Esse material ganha exposição em duas etapas na Galeria Fortes Vilaça, em São Paulo, batizada Momentos – Frames, Cosmococa. A abertura da mostra: 13 de março. Em caderno de anotações, Oiticica registra o dia 13 de março de 1973 como a data da criação de Cosmococa. Ainda neste semestre, a Pinacoteca do Estado, em São Paulo, recebe a montagem completa da obra, como o artista a idealizou.

Os traços de cocaína surgem na capa dos LPs War Heroes, de Jimi Hendrix, e Grapefruit, de Yoko Ono, e no rosto de Luis Buñuel impresso em capa da The New York Times Magazine. E também na foto de Marilyn Monroe colocada na capa do livro de Norman Mailer sobre ela e em Notations, publicação de John Cage. Cada tema tem um título: CC1 – Trashiscapes, CC2 – Onobject, CC3 – Maileryn, CC4 – Nocagions e CC5 – Hendrix-War.

As trilhas da droga subvertem a imagem das personalidades. Na época em que Cosmococa foi concebida, a cocaína não era associada ao poder econômico, nem os traficantes exibiam a força que atualmente demonstram – ela ainda mantinha laços com a contracultura. Para o artista plástico, a cocaína representava uma oposição à postura capitalista. Daí o teor transgressivo da obra, que pode ser lida também como uma discussão sobre ética e estética.
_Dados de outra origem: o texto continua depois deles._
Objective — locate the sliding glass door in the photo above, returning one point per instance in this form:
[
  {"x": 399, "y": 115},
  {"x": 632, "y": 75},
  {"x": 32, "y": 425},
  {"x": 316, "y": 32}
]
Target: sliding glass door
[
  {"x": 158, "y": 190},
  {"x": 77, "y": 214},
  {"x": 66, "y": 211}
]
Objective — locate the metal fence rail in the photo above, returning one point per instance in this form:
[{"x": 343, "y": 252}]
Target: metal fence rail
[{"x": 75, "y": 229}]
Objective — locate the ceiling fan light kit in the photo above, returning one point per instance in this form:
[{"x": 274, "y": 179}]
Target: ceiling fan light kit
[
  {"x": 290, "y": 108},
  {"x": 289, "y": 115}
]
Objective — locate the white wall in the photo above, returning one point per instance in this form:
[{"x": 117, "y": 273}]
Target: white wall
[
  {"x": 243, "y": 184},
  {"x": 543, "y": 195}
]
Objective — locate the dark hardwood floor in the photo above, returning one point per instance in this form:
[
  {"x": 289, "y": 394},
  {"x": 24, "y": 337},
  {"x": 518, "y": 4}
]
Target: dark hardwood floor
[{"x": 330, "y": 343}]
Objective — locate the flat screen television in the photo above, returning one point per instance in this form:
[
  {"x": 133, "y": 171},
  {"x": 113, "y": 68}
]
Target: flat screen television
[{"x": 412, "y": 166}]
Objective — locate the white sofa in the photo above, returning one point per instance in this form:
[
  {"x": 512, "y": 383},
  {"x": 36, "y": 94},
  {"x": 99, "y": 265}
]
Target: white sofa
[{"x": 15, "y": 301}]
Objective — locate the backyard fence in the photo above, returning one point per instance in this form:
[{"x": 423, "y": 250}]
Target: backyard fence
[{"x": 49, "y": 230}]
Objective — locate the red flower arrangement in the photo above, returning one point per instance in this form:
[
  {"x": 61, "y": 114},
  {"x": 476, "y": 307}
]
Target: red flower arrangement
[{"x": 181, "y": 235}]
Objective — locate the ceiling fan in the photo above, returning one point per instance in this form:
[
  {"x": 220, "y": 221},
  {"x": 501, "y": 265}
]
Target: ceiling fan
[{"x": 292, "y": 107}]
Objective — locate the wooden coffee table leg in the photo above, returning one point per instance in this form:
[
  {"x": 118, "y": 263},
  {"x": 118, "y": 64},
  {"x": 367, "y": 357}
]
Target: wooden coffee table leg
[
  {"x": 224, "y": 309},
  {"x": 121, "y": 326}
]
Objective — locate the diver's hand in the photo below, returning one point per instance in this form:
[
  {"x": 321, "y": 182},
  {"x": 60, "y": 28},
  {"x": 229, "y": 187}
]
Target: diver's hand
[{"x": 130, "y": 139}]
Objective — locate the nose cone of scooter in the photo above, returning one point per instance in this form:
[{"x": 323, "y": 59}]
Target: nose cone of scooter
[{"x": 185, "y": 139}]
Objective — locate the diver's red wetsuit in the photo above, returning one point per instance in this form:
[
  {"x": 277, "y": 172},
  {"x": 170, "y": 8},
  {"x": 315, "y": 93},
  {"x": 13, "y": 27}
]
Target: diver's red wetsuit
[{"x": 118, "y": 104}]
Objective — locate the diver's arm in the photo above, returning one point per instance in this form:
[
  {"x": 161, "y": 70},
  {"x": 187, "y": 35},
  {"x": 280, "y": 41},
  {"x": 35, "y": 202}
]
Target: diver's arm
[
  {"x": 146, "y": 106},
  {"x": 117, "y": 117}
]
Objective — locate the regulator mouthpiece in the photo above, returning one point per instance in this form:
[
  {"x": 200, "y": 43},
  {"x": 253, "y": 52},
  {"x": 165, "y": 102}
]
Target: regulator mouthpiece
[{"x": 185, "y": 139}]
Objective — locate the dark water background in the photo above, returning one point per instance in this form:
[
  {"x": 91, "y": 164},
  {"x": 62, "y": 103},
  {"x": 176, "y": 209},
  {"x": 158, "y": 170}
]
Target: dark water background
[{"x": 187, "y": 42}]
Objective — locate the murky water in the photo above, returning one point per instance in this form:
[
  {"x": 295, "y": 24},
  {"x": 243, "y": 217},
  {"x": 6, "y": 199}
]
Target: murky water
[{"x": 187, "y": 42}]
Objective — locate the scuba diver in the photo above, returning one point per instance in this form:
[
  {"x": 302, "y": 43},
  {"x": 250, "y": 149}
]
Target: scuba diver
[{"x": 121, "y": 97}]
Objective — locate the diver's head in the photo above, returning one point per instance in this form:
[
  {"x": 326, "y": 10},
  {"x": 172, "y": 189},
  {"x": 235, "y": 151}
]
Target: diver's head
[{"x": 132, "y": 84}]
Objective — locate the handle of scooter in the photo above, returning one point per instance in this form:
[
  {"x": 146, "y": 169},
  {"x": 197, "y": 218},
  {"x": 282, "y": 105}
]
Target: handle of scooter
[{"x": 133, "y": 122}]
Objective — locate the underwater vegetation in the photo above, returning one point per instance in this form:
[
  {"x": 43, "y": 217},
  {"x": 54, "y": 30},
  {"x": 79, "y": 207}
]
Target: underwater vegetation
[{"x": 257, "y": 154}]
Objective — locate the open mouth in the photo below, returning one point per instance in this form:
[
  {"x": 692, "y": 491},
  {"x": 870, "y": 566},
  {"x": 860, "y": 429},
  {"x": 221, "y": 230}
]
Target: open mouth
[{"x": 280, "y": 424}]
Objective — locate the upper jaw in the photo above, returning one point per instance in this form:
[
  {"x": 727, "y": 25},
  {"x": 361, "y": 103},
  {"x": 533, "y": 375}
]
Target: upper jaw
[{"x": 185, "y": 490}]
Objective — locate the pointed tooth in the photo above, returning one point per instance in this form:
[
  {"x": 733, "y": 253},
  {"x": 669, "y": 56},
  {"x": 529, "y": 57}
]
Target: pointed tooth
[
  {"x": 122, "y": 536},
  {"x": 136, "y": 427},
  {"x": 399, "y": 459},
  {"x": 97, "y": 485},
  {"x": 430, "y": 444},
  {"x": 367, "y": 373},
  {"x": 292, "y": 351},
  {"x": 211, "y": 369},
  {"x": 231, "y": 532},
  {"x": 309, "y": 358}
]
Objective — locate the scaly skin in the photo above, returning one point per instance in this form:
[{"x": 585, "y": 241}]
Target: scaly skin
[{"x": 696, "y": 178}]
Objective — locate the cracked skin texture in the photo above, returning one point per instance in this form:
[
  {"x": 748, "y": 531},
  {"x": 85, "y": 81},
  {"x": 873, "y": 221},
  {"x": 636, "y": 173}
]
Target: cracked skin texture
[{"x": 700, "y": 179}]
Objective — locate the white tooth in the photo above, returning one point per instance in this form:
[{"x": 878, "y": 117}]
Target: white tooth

Completa, conforme Oiticica imaginou, Cosmococa compõe-se da projeção dos 163 slides em paredes, com ordem pré-determinada e sonoplastia específica. Redes para deitar, colchões, almofadas e piso coberto com areia também a formam. A idéia é favorecer a integração do espectador com a obra, tirá-lo de uma conduta passiva.

A arte experimental de Oiticica rendeu reputação internacional. Mostras na White Chapell Gallery (Londres), em 1969, e no Museu de Arte Moderna de Nova York, em 1970, catapultaram sua carreira. Graças a uma bolsa da Fundação Guggenheim, passou sete anos em Nova York, onde concebeu Cosmococa. As primeiras exposições de Cosmococa tiveram espaço em Roterdã, Paris e Barcelona, em 1992.

Criador dos parangolés (capas dançáveis), Oiticica vendeu poucas obras em vida – não foi um artista voltado ao mercado. Já que faltava dinheiro para realizar as obras, Oiticica deixou anotações, manuscritas e datilografadas, em que dá instruções minuciosas sobre como executá-las.

Oriundo do concretismo, o artista logo partiu para experiências multisensoriais e foi uma espécie de precursor do que hoje se chama de instalação. Uma de suas obras, Tropicália, forneceu o nome ao movimento liderado por Caetano Veloso, Gilberto Gil e Tom Zé.

Momentos – Frames, Cosmococa – Exposição. Imagens de Hélio Oiticica e de Neville D‘Almeida. Primeira etapa: de 13 de março a 17 de abril. Segunda etapa: de 25 de abril a 17 de maio. Terça a sexta, das 10h às 19h, e sábado, das 10h às 17h. Na Galeria Fortes Vilaça – r. Fradique Coutinho, 1.500, São Paulo. Tel.: 3032-7066. Entrada franca.